At each stage, this method minimizes the within-cluster sum of squares over all partitions due to the merger of clusters p and q. This method tends to join clusters with a small number of observations and is biased towards producing clusters with roughly the same number of observations.

Centroid method TY=3

This method minimizes the squared Euclidian distance between clusters at each stage. The centroid method is not as sensitive to the presence of outliers, but does not perform as well as the first two methods if there are no outliers.

If there are no outliers, one of the first two methods should be used. The first method performs better than Ward's method under certain types of errors (Milligan, 1980). The three non-hierarchical clustering algorithms are all based on the convergent K-means method (Anderberg, 1973) and differ only in terms of their starting values.

Convergent K-means using minimum average sum of squares centroids TY=4

This algorithm first runs the minimum average sum of squares hierarchical cluster analysis method and uses the centroids from this method as input to the convergent K-means procedure. The distance measure used to allocate an observation to a cluster in the convergent K-means procedure is the Euclidian distance obtained from the clustering variables for that observation.

Convergent K-means using Ward method centroids TY=5

This algorithm first runs the Ward hierarchical cluster analysis method and uses the centroids from this method as input to the convergent K-means procedure. The distance measure used to allocate an observation to a cluster in the convergent K-means procedure is the Euclidian distance obtained from the clustering variables for that observation.

Convergent K-means using centroids from the centroid method TY=6

This algorithm first runs the centroid hierarchical cluster analysis method and uses the centroids from this method as input to the convergent K-means procedure. The distance measure used to allocate an observation to a cluster in the convergent K-means procedure is the Euclidian distance obtained from the clustering variables for that observation.

Non-hierarchical methods generally perform better than hierarchical methods if non-random starting clusters are used. When random starting clusters are used (for example, the first p observations are used as centroids for the p starting clusters), the non-hierarchical clustering methods perform rather poorly. The random start methods were, therefore, not implemented in StatPac. K-means procedures appear more robust than any hierarchical methods with respect to the presence of outliers, error perturbations of distance measures and choice of distance metric. However, non-hierarchical methods require the number of clusters to be given. Many studies recommend the following series of steps in running cluster analysis:

1. Run cluster analysis using one of the first two hierarchical cluster analysis algorithms (minimum average sum of squares or Ward methods).

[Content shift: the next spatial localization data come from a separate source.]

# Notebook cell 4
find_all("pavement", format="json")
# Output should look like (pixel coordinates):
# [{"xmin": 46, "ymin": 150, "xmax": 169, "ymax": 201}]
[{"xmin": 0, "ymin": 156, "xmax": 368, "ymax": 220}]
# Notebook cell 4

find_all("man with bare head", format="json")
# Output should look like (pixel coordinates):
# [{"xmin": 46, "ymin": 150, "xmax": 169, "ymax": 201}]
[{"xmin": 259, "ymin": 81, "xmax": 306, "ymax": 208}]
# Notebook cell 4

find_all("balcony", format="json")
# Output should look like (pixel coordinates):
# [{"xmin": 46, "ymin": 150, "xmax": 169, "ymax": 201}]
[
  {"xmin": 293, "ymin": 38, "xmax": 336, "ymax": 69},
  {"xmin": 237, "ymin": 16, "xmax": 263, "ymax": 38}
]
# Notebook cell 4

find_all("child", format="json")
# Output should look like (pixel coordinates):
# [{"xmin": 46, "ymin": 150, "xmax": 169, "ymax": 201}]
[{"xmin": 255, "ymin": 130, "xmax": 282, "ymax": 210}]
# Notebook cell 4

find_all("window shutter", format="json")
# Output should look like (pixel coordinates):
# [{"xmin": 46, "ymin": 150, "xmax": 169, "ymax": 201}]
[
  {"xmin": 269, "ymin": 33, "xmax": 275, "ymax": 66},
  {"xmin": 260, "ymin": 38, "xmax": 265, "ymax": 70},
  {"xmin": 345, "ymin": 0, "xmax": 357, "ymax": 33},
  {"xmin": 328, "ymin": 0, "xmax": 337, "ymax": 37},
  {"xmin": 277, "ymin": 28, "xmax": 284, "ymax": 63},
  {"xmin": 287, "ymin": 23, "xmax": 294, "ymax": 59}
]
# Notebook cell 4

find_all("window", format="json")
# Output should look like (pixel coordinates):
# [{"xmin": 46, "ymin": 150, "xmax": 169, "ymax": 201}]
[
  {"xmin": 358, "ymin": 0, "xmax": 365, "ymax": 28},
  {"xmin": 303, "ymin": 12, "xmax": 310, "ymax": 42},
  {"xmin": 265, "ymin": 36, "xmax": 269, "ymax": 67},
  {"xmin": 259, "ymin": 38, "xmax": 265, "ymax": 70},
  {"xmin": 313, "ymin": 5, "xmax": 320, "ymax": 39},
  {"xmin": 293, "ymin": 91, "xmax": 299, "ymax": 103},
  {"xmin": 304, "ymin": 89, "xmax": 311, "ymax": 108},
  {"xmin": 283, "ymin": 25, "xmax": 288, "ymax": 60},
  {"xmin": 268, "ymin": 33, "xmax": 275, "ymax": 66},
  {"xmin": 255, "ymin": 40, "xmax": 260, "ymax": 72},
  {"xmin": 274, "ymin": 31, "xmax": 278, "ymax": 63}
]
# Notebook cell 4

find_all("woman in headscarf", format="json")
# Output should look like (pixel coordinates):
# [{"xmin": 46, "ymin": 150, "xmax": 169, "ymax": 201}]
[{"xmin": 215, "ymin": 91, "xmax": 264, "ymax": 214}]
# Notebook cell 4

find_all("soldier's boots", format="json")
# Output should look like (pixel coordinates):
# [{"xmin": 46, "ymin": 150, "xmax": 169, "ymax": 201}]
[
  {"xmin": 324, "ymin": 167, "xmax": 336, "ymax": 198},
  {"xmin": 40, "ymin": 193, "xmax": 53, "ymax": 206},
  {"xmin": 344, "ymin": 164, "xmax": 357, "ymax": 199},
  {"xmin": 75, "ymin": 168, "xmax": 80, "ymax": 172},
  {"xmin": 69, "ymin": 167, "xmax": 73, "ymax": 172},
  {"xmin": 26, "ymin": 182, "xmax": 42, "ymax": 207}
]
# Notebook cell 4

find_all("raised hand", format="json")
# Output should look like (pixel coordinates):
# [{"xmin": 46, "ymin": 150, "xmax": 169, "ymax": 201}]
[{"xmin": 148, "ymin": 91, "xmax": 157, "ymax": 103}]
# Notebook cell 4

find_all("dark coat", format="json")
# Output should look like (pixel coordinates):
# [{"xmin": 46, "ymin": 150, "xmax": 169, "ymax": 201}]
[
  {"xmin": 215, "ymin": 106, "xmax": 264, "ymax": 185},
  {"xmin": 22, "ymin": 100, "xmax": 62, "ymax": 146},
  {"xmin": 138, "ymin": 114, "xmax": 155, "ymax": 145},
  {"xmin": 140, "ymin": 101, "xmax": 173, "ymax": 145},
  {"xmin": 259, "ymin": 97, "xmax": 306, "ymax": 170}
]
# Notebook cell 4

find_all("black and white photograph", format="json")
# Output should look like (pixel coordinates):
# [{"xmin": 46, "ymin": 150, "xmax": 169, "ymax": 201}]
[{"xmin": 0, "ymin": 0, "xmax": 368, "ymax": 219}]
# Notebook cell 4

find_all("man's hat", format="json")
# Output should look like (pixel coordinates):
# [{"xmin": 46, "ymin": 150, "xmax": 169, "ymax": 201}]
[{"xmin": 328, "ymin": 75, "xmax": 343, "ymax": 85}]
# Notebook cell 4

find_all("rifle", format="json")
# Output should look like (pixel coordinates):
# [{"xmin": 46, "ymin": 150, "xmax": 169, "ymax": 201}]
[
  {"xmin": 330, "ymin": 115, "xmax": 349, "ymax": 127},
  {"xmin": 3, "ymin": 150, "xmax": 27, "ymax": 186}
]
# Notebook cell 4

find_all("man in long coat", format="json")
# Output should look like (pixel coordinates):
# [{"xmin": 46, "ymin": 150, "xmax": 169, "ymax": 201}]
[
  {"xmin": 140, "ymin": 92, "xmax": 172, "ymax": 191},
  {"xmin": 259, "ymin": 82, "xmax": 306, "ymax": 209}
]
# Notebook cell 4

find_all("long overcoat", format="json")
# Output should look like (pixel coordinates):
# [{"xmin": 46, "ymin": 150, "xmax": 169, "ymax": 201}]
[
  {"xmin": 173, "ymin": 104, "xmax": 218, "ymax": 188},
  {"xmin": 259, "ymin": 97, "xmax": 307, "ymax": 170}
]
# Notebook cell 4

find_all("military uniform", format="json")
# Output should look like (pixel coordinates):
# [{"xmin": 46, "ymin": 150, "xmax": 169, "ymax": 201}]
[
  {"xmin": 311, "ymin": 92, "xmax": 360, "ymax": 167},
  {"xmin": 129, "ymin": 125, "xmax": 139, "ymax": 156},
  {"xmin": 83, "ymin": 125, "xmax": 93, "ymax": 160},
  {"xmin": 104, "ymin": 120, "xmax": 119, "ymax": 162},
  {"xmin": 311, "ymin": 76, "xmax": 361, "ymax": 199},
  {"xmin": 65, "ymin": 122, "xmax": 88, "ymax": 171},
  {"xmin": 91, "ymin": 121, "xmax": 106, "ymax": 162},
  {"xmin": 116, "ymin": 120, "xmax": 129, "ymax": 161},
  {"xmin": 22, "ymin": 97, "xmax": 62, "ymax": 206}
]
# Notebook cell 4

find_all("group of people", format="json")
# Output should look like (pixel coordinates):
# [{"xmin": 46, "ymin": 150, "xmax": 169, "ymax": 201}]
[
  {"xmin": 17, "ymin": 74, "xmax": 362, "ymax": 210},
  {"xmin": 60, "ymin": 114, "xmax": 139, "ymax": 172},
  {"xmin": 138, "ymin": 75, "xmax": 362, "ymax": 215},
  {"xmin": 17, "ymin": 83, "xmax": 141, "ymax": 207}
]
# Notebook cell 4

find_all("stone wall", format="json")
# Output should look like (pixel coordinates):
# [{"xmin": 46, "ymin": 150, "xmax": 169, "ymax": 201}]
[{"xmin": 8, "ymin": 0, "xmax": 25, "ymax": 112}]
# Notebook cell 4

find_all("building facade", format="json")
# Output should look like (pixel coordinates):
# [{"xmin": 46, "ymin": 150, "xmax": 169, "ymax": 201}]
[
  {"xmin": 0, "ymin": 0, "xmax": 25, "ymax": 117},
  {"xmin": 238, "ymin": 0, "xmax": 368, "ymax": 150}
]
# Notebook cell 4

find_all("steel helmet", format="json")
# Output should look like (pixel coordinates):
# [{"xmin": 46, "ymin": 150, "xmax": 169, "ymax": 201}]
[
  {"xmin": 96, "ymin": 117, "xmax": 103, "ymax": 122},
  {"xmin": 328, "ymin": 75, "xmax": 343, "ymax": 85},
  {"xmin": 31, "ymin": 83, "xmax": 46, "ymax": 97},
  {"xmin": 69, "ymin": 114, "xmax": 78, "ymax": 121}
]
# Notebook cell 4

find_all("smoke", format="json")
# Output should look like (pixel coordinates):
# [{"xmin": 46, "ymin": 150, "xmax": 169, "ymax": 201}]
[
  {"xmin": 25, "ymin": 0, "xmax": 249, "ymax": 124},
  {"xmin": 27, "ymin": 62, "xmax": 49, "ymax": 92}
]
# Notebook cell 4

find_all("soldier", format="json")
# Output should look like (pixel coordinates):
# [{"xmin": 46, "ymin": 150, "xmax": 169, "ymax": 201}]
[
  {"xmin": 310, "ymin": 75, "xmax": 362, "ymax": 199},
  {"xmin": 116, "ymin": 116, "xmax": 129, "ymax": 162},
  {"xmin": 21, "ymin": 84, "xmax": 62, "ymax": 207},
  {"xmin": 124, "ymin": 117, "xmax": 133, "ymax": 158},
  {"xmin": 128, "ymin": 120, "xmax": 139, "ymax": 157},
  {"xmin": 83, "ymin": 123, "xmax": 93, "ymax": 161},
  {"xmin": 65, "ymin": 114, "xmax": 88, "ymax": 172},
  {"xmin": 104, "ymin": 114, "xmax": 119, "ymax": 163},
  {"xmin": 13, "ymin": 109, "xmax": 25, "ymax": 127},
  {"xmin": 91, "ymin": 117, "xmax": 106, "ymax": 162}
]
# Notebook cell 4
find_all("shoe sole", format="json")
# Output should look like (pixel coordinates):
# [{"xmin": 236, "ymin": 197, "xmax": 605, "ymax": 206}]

2. Remove outliers from the data set. Outliers can be located by looking at the distance from the cluster centroids (CC option), or the hierarchical tree diagram (one observation clusters that are late in merging with other clusters). Outliers often represent segments of the population that are under-represented and therefore, should not be discarded, without examination.

3. Delete dormant clustering variables. These can be located using the decomposition of sum of squares (DC option).

4. Determine the number of clusters. This can be done using the criterion function column in the decomposition of sum of squares (DC option), as well as the hierarchical tree diagram (TD option).

5. Once outliers are discarded, dormant variables omitted and the number of clusters determined, run one of the first two non-hierarchical methods (TY=4 or 5) several times, varying the number of clusters.